Carol Gilligan, a psychologist who worked under Kohlberg, became of a critic of his theory. She argued that Kohlberg observed only males and developed the theory. When females are observed, we realize that they they tend to see themselves as part of a “web” of relationships with family and when they encounter moral issues they are concerned with sustaining these relationships. In this role, morality is primarily a matter of “caring” and “being responsible” for others with whom one is involved in personal relationships, and not a matter of adhering to impartial and impersonal rules.
Subsequent research, agrees that moral issues can be dealt with from a perspective of impersonal partiality, or from a perspective of caring for persons, and these two perspectives are distinct.

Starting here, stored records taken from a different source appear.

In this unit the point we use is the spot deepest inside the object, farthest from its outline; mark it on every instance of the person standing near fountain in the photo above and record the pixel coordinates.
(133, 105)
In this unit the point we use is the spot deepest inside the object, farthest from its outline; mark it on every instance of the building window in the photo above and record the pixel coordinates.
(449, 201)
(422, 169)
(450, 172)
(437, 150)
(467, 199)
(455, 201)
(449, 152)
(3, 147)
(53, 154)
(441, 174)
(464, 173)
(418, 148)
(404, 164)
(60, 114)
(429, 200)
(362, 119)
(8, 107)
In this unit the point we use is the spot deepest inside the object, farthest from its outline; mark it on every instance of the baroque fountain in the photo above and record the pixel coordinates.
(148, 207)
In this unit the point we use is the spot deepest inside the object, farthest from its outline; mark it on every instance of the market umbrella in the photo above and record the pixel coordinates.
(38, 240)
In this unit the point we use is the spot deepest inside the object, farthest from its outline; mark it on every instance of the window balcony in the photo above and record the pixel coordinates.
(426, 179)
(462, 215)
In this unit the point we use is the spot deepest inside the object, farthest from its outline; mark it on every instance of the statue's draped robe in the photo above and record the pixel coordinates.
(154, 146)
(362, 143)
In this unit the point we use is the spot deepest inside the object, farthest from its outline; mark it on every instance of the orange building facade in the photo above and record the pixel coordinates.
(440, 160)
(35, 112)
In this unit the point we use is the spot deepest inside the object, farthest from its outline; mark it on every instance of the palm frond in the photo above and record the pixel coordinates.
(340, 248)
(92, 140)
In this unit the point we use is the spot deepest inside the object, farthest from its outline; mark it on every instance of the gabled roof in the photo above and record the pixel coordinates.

From more on Gilligan’s theory
Moral reasoning is the process by which actions are judged with reference to moral standards. It involves knowledge of moral standard and whether a situation has arisen wherein moral standard needs to be applied.
Moral reasoning has to be logical. The factual evidence regarding the situation must be accurate, relevant and complete. The set of moral standards invoked has to be consistent.
Arguments For and Against Business Ethics
Arguments against Business Ethics
1. The pursuit of profit will by itself ensure social responsible behavior in perfectly competitive markets.
2. Managers are loyal agents and they should pursue the interests of their firms and should ignore ethical considerations.
3. It is sufficient if business firms obey law.
Arguments for Expecting Ethical Behavior from Business Concerns
1. Businesses cannot survive unless moral standards exist in business concerns and outside.
2. Ethical concerns are consistent with profits of businesses.
3. Analogy to Prisoners’ dilemma problem reveals that in repeated interactions, cooperation is the best solution and ethical behavior is the best solution.
4. Most people value ethical behavior and punish business men and organizations that are not ethical. In organizations, where people feel there is no fair play, there is more absenteeism, avoidance of work and lack of respect. In organizations where people feel there is fair play, there is enthusiasm, cooperation and trust.